My LEF colleague Dave Aron posted about a fast food drone delivery service a couple of days ago. Having been recently reading James Garvey’s takedown of the PR industry The Persuaders, it got me thinking about how there is an increasing breed of technology publicised these days which, for want of a better term, one could call PRTech.
PRTech is an odd breed of technology that is designed to raise the profile of (generally a non-technology) brand in a way that makes it appear to be more innovative than it really is.
Sometimes these are quite clearly marketing stunts: Pizza Hut recently announced the world’s first “playable DJ pizza box“, but I think it’s fairly obvious that the cheese on toast purveyor isn’t going to be challenging Numark any time soon.
Where is gets a bit more shady is where organizations pick something from the long list of Gartner’s hype cycle and push out PR that proposes some sort of fundamental change to business model without anything in specific being revealed. The flurry of machine learning stories in certain sectors raises suspicions for me- especially when it’s applied to things other than massive structured data sets.
Whilst technology might be moving at pace I see little evidence to show an increase of our ability to change and adapt societally. When confronted with potential PRTech, one should ask:
– who would need to change behaviours for this to work?
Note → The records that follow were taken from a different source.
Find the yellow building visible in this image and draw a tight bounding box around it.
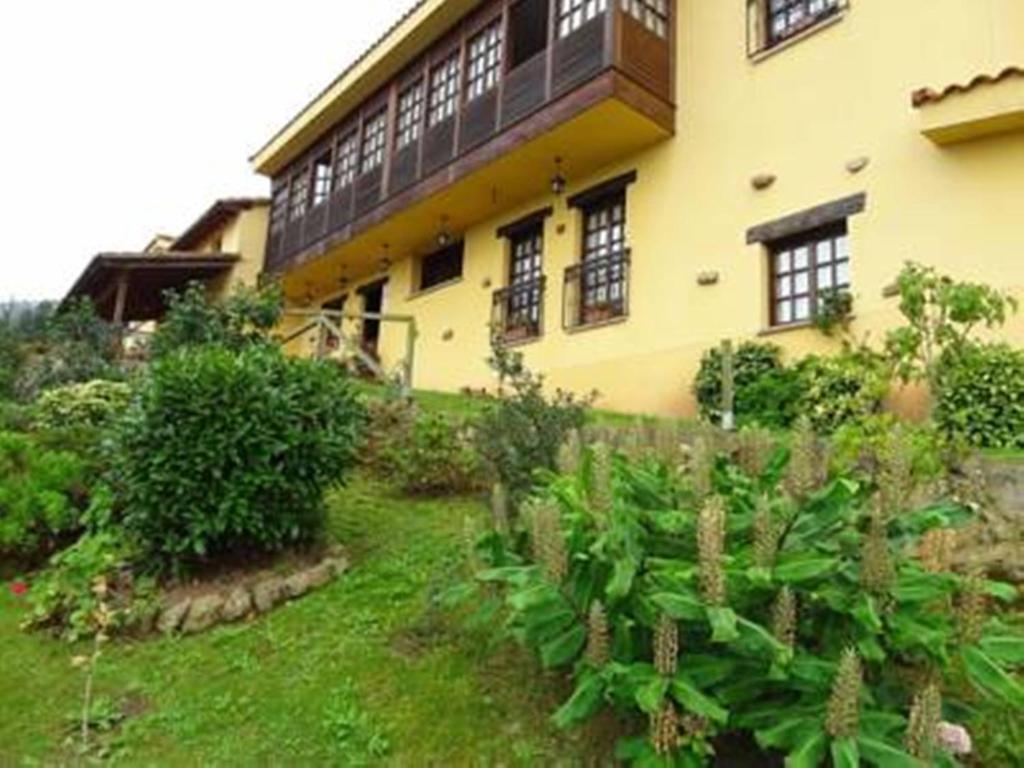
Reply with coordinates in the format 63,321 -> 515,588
251,0 -> 1024,416
64,198 -> 269,327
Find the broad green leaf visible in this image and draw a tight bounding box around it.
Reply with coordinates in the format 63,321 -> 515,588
984,580 -> 1019,603
634,675 -> 669,714
650,591 -> 705,621
784,728 -> 827,768
552,672 -> 605,729
962,645 -> 1024,708
608,557 -> 640,600
475,566 -> 532,584
539,624 -> 586,668
683,654 -> 739,687
707,606 -> 740,643
852,594 -> 883,634
737,616 -> 792,665
892,571 -> 955,604
774,554 -> 839,584
980,634 -> 1024,666
670,674 -> 728,724
857,735 -> 919,768
831,737 -> 859,768
755,715 -> 821,751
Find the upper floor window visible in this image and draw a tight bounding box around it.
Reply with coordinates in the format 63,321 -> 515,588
428,53 -> 461,126
311,150 -> 333,207
419,242 -> 464,291
766,0 -> 840,47
620,0 -> 668,38
557,0 -> 607,39
508,0 -> 550,69
334,130 -> 359,190
360,109 -> 388,174
288,169 -> 309,222
395,81 -> 425,150
769,222 -> 850,326
270,182 -> 288,233
466,20 -> 503,101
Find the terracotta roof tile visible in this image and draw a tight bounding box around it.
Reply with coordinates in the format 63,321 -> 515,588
912,66 -> 1024,108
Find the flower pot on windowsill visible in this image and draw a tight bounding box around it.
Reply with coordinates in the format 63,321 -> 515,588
502,323 -> 536,343
581,304 -> 620,326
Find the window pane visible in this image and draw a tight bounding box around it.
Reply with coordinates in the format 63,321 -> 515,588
818,266 -> 833,289
777,276 -> 792,298
817,239 -> 833,264
777,301 -> 792,324
836,260 -> 851,286
793,246 -> 809,270
794,271 -> 809,294
794,297 -> 811,320
776,250 -> 791,273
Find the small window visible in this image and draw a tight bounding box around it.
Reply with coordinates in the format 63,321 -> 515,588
334,131 -> 359,190
270,181 -> 288,233
578,192 -> 628,321
360,109 -> 388,174
557,0 -> 607,39
288,168 -> 309,222
311,150 -> 333,207
507,225 -> 545,335
466,20 -> 503,101
396,81 -> 425,150
620,0 -> 668,38
419,242 -> 464,291
766,0 -> 840,47
769,222 -> 850,326
508,0 -> 549,69
428,53 -> 461,126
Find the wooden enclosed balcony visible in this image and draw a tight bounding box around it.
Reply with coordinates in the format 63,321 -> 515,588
261,0 -> 675,282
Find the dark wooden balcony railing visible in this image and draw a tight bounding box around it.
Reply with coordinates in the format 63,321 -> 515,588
492,276 -> 546,342
563,249 -> 630,330
264,1 -> 674,275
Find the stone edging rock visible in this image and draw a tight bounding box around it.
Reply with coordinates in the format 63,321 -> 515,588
156,552 -> 349,636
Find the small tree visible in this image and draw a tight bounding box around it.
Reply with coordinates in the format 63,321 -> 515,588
885,262 -> 1018,394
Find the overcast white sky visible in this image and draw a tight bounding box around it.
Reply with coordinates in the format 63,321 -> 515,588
0,0 -> 417,301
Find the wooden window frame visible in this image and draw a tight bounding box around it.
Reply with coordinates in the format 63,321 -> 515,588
360,108 -> 389,175
270,181 -> 288,234
334,130 -> 359,191
767,221 -> 850,328
466,18 -> 504,102
428,51 -> 462,127
417,241 -> 465,292
395,80 -> 426,150
619,0 -> 669,39
556,0 -> 608,40
311,149 -> 333,208
288,166 -> 310,222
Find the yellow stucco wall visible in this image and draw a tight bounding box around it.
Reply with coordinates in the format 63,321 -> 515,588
284,0 -> 1024,417
198,205 -> 270,299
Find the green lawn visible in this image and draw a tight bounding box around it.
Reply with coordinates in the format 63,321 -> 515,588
0,478 -> 589,766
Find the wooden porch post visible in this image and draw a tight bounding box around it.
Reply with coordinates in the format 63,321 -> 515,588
112,272 -> 129,326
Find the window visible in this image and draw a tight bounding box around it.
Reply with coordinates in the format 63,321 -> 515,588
579,192 -> 628,319
334,130 -> 359,190
288,168 -> 309,222
360,109 -> 388,174
766,0 -> 839,46
395,81 -> 425,150
466,20 -> 503,101
769,222 -> 850,326
557,0 -> 607,39
311,150 -> 333,207
508,0 -> 549,69
506,225 -> 545,335
620,0 -> 668,38
270,182 -> 288,233
419,242 -> 464,291
428,53 -> 461,126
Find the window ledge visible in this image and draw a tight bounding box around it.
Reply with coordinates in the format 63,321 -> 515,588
565,314 -> 629,335
407,277 -> 463,301
500,332 -> 543,349
758,320 -> 815,337
749,11 -> 845,65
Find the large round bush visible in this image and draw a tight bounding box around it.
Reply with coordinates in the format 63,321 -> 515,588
935,343 -> 1024,449
795,350 -> 888,433
693,341 -> 799,428
111,346 -> 364,568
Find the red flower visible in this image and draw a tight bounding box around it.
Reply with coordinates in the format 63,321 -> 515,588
9,581 -> 28,597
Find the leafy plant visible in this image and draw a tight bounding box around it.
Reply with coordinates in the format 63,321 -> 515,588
474,340 -> 593,507
149,282 -> 283,359
108,345 -> 364,570
360,390 -> 418,478
380,412 -> 484,496
474,434 -> 1023,766
0,431 -> 88,561
795,349 -> 889,434
933,342 -> 1024,450
693,341 -> 798,428
34,380 -> 132,433
885,262 -> 1018,394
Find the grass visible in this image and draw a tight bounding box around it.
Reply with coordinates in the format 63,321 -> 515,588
0,477 -> 589,766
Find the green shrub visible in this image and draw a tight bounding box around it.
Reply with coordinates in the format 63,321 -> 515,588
475,437 -> 1024,765
385,413 -> 484,496
361,392 -> 418,477
109,346 -> 364,570
0,431 -> 88,561
474,342 -> 592,507
935,343 -> 1024,450
0,325 -> 23,399
693,342 -> 797,427
795,349 -> 889,433
150,282 -> 283,359
25,529 -> 154,641
34,380 -> 132,433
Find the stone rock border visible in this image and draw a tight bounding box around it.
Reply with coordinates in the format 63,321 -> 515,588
155,550 -> 349,636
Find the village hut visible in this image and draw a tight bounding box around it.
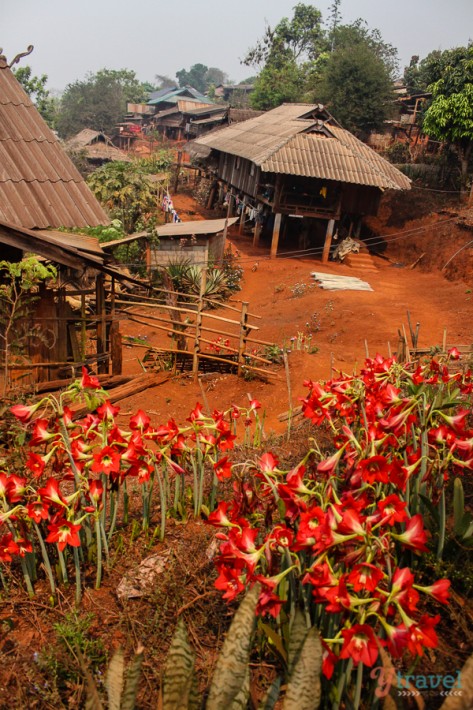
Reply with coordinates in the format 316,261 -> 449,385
0,50 -> 123,386
189,104 -> 411,260
66,129 -> 131,167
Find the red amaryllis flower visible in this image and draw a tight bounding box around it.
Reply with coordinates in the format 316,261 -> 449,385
267,524 -> 294,550
26,499 -> 50,523
322,642 -> 338,680
348,563 -> 384,592
16,538 -> 33,557
80,367 -> 101,389
6,475 -> 26,502
255,576 -> 284,618
46,519 -> 82,551
0,532 -> 20,561
324,576 -> 352,612
394,514 -> 429,553
37,477 -> 66,507
206,501 -> 238,527
10,402 -> 40,423
214,457 -> 232,481
340,624 -> 379,666
259,452 -> 279,472
187,403 -> 205,423
378,494 -> 408,526
129,410 -> 150,431
88,479 -> 104,506
25,452 -> 47,478
29,418 -> 54,445
90,446 -> 121,475
380,620 -> 409,658
357,456 -> 390,484
448,347 -> 461,360
249,399 -> 261,411
96,400 -> 120,420
214,559 -> 246,601
417,578 -> 451,604
404,614 -> 440,656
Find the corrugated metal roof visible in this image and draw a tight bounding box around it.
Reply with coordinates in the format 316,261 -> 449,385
192,103 -> 410,191
157,217 -> 238,237
261,132 -> 411,190
0,63 -> 109,229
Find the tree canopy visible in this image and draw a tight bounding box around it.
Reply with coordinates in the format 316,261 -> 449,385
56,68 -> 149,138
13,65 -> 58,127
175,64 -> 227,94
422,45 -> 473,187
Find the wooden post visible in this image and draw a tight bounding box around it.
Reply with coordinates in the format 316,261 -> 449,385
80,293 -> 87,360
96,274 -> 107,374
192,268 -> 207,380
253,219 -> 262,247
238,203 -> 245,235
173,150 -> 182,193
237,302 -> 249,376
206,180 -> 217,210
270,213 -> 282,258
322,219 -> 335,264
222,195 -> 232,248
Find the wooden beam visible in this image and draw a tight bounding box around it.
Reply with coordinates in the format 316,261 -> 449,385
253,220 -> 262,248
322,219 -> 336,264
270,213 -> 282,259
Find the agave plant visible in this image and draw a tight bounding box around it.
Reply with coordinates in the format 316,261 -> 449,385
183,266 -> 230,302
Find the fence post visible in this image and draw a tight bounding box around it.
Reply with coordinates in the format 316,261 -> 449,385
237,301 -> 249,376
193,268 -> 207,380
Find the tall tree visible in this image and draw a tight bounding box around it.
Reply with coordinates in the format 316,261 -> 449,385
313,22 -> 397,134
13,65 -> 58,126
56,68 -> 148,138
422,45 -> 473,189
245,3 -> 323,110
– would they be given agency to take control of the change?
– do they have the power to resist change?
– is the change in the interests of those who need to change?
You can draw your own conclusions about the impact of the answers- but one thing particularly stands out- empowered turkeys are unlikely to be voting for Christmas.
I’ve nothing against PR being used to trumpet the use of technology- it all helps to get discussion going about how technology may enable us to do things differently. But where it does become dangerous is when the broader agenda is shifted so that it’s assumed that something is now mainstream because there has been enough hype about hyperbole. DJ pizza boxes might be “real”, but they aren’t a general reality.